Is Chatroulette's Founder About To Be The Toast Of Balthazar?

by BILLY GRAY · March 8, 2010

    Andrey Ternovskiy, the 17-year old Russki responsible for the web's latest Ashton Kutcher-approved House of Horrors, Chatroulette, has reportedly applied for a U.S. visa. And SoHo could be his first stop, since Silicon Alley is on the comeback trail.

    Remember Silicon Alley? It made waves back in the heady Monica Lewinsky days of the late '90s, the name a play on the Bay Area's techie haven Silicon Valley. New York's facsimile stretched down Lower Broadway from the Flatiron District through SoHo. The dot.com crash of 2001 hobbled the area, which lost ground to not only San Francisco, but also, shudder, Boston.

    But Web 2.0's focus on social networks and endlessly fragmented media have made NYC a magnet for start-ups once again. Fred Wilson, co-founder of Union Square Ventures, which invests in local services like FourSquare and Tumblr explained to the Times:

    "[Ten years ago] 80 percent of software was being built for enterprise. Now, it’s being written for consumers and is more media-centric than ever. And, historically, those have been New York’s strongest sectors.”

    Well, good to know New York has at least one industry momentarily safe from implosion.
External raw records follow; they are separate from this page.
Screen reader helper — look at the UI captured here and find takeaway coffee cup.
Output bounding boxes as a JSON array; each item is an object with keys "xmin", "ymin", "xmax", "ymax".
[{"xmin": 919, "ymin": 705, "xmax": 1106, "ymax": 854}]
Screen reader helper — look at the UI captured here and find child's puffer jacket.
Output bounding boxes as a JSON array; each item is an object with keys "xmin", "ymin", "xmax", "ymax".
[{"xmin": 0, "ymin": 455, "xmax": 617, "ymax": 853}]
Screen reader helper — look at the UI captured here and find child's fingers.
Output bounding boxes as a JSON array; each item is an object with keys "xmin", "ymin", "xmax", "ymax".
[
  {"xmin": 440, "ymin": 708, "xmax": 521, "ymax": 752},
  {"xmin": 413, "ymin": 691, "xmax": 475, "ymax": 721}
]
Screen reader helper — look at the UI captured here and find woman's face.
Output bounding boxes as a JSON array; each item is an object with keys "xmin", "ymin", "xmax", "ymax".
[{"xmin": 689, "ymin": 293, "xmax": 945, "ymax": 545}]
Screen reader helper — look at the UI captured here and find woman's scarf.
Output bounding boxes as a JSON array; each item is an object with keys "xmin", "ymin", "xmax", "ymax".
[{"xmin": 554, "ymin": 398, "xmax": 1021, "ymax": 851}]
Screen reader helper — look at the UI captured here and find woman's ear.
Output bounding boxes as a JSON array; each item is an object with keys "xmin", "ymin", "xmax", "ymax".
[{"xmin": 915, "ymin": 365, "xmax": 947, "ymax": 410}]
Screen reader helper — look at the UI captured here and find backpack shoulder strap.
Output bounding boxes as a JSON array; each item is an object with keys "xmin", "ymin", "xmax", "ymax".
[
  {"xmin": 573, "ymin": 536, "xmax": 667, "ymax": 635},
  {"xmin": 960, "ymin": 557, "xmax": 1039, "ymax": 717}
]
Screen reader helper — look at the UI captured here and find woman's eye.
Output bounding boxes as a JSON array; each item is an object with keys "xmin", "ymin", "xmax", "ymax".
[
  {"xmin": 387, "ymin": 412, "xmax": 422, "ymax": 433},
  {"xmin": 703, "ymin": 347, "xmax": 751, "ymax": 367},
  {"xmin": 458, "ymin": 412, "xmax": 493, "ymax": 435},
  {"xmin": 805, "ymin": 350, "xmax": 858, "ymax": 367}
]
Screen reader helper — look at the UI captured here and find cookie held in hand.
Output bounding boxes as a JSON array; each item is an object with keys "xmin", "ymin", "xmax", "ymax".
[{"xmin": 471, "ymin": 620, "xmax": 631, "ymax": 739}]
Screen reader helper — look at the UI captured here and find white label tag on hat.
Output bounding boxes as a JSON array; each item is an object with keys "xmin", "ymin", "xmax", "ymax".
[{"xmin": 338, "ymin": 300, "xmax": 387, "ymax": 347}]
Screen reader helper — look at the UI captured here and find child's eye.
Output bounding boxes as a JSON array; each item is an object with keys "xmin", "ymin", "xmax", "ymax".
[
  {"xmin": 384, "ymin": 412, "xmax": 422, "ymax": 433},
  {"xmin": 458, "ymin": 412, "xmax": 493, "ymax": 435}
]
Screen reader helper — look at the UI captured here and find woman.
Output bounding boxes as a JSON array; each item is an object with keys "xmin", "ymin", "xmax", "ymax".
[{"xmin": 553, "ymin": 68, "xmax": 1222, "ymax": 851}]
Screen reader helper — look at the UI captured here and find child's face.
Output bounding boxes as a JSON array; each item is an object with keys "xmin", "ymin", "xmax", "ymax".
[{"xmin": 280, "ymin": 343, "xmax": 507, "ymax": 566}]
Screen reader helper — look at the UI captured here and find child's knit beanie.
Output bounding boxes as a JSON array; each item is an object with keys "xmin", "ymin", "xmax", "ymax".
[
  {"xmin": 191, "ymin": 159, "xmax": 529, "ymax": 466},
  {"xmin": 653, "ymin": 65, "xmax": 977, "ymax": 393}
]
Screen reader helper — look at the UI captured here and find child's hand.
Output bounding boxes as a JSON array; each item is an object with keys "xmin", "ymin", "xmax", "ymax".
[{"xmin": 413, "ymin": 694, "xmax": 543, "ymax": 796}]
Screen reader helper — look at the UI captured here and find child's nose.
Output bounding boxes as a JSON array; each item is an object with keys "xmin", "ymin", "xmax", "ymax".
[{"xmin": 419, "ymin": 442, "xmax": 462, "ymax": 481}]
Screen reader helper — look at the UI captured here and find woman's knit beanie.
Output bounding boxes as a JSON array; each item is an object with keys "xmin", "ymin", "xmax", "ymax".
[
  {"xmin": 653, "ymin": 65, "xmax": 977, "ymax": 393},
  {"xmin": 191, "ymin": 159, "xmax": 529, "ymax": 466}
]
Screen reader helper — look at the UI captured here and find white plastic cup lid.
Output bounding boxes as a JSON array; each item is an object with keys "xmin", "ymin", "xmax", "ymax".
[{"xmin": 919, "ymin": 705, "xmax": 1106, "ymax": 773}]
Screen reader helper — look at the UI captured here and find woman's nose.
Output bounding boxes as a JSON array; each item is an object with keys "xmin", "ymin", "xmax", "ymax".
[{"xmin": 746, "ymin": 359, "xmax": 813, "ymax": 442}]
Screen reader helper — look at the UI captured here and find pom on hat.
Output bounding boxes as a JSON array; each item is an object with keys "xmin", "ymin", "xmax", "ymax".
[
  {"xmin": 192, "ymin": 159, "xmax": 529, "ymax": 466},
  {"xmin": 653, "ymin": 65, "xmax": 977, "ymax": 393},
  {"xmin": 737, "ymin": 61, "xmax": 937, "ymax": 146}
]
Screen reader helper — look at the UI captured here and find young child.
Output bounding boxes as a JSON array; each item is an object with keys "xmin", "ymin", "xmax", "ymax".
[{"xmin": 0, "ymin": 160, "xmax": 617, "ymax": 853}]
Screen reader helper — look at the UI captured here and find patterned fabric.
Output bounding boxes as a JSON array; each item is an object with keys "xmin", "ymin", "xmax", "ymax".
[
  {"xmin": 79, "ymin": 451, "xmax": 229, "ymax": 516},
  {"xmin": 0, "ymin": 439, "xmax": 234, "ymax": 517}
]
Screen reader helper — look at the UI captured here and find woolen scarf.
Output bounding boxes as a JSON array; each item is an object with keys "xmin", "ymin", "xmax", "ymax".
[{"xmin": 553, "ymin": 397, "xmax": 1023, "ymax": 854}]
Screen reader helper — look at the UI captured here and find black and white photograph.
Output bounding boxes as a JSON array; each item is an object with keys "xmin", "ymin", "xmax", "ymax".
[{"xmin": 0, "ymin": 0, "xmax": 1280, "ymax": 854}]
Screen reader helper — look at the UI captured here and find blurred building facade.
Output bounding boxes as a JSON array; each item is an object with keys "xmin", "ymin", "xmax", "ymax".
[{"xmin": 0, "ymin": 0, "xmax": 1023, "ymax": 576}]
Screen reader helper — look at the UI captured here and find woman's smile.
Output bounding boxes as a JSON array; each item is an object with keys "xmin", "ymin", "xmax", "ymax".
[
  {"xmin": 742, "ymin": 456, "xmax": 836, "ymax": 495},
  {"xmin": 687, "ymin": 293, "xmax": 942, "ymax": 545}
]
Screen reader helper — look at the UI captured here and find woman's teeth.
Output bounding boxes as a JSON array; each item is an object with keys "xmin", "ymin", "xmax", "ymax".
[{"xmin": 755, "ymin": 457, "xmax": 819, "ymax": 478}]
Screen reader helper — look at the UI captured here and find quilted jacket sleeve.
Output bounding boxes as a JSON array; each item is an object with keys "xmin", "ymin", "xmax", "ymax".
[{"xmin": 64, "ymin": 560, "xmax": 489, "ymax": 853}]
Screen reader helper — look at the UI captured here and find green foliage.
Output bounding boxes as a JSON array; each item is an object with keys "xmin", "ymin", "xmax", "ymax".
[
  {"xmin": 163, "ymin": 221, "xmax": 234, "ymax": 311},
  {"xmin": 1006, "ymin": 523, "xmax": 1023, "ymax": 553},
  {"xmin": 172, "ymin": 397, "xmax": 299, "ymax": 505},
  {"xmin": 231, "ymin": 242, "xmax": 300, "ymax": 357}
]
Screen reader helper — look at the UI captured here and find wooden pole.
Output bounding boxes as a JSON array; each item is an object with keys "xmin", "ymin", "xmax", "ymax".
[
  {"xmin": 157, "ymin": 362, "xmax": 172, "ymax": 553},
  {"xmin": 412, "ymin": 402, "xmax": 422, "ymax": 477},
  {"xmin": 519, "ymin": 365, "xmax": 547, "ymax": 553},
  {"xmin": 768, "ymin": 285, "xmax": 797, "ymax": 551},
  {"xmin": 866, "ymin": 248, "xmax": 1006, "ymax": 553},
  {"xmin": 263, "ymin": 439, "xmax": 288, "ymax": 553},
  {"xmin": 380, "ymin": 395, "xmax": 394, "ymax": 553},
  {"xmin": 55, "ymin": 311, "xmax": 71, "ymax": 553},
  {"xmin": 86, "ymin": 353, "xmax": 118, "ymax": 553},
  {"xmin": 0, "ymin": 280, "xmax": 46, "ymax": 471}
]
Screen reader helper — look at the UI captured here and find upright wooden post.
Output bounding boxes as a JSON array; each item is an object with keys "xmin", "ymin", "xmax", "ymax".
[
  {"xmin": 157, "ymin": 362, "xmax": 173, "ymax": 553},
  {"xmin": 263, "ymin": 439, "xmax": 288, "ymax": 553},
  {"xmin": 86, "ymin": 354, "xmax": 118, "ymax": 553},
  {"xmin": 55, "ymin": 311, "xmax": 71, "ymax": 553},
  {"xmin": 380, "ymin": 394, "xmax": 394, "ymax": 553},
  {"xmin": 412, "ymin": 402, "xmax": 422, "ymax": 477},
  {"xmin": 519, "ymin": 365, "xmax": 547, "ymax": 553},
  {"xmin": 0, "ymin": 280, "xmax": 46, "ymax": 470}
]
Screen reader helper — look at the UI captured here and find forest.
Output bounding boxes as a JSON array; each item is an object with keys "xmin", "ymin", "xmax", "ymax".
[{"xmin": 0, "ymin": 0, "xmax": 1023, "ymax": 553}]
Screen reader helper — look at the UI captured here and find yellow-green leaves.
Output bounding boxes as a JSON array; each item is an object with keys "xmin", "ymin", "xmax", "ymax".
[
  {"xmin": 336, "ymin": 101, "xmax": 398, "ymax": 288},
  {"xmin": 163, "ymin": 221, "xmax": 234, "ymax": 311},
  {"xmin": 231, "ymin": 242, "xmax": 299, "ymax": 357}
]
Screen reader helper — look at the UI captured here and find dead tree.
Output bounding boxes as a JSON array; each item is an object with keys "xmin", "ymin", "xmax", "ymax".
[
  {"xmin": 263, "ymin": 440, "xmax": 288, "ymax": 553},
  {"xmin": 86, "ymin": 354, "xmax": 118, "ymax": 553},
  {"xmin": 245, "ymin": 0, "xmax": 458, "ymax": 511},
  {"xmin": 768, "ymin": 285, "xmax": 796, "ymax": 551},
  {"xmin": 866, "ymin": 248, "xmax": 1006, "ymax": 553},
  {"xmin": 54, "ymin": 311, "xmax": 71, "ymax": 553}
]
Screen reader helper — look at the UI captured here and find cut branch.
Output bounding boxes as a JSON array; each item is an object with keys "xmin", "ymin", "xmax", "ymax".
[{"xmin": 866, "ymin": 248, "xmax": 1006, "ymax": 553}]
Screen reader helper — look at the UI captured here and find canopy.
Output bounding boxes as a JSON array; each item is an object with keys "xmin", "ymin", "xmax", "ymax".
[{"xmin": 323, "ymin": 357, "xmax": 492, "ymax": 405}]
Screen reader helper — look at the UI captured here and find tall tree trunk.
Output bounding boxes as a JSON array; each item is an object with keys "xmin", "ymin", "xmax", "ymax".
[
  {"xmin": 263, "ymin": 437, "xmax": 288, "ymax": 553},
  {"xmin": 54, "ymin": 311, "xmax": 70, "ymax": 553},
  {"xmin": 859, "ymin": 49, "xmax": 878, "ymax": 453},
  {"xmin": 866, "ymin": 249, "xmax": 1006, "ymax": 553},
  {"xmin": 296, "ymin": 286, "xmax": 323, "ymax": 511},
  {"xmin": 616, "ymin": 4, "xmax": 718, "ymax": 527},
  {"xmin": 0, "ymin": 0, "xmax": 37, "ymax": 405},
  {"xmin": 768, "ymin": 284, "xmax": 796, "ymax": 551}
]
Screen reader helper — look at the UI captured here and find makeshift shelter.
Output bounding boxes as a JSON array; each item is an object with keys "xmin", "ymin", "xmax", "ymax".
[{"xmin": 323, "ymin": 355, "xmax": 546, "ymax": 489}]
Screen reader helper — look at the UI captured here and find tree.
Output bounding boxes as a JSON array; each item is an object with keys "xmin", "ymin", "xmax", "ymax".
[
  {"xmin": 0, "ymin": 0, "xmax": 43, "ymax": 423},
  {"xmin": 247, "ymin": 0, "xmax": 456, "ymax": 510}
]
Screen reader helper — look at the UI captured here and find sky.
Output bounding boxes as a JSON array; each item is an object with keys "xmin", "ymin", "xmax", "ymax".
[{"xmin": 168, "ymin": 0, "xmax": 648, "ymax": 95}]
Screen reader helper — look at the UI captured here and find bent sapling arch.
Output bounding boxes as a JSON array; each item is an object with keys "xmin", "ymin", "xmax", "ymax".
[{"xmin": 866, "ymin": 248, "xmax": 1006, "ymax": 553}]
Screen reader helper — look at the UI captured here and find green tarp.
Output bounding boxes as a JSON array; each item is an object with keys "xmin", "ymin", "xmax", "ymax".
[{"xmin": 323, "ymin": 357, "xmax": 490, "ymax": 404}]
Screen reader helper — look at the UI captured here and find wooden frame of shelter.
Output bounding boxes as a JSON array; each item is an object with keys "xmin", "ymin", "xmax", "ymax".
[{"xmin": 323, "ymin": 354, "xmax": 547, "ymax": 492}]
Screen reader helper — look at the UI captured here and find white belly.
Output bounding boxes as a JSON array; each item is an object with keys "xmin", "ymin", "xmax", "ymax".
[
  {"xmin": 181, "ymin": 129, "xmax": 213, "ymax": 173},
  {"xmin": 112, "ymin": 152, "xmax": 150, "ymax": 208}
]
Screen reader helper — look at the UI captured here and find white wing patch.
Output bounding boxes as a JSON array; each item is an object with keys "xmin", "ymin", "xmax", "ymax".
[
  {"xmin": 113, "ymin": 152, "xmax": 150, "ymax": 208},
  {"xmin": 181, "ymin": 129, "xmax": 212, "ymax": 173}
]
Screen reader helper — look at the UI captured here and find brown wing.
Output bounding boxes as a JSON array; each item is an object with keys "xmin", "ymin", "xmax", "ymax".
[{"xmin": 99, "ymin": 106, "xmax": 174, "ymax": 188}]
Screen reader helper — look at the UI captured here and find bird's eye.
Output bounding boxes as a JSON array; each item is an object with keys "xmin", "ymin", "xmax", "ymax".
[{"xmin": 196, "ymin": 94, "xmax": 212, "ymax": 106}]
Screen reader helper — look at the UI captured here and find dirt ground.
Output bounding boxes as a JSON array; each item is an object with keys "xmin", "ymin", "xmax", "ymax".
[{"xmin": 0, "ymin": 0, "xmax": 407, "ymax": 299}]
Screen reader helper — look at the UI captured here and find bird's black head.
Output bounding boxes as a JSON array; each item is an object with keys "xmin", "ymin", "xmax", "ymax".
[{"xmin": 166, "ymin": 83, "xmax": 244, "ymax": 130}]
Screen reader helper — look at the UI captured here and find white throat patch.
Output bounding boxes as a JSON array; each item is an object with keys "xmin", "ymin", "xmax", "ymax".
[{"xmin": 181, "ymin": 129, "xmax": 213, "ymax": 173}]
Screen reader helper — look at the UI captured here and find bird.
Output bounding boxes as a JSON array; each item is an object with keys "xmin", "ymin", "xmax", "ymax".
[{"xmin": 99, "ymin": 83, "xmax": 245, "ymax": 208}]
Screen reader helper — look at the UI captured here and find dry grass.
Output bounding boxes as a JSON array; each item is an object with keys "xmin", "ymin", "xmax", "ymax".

    Ternovskiy would make quite a splash if he sat down for a Balthazar breakfast or Lure lunch. Maybe even Denton would deem him worthy enough to dine with? And he'd have Pravda just a webcam's throw away should homesickness for Mother Russia take over.

    Hell, a cameo on the rumored Brighton Beach reality show (think Jersey Shore meets Eastern Promises) would bring Chatroulette even more exposure, but hopefully not of the site's masturbating old man variety. Chatroulette might have made all of us internet reality stars, but we doubt reality TV semi-celebrities would hold that against it.

    Get this kid on some "tech" round tables please!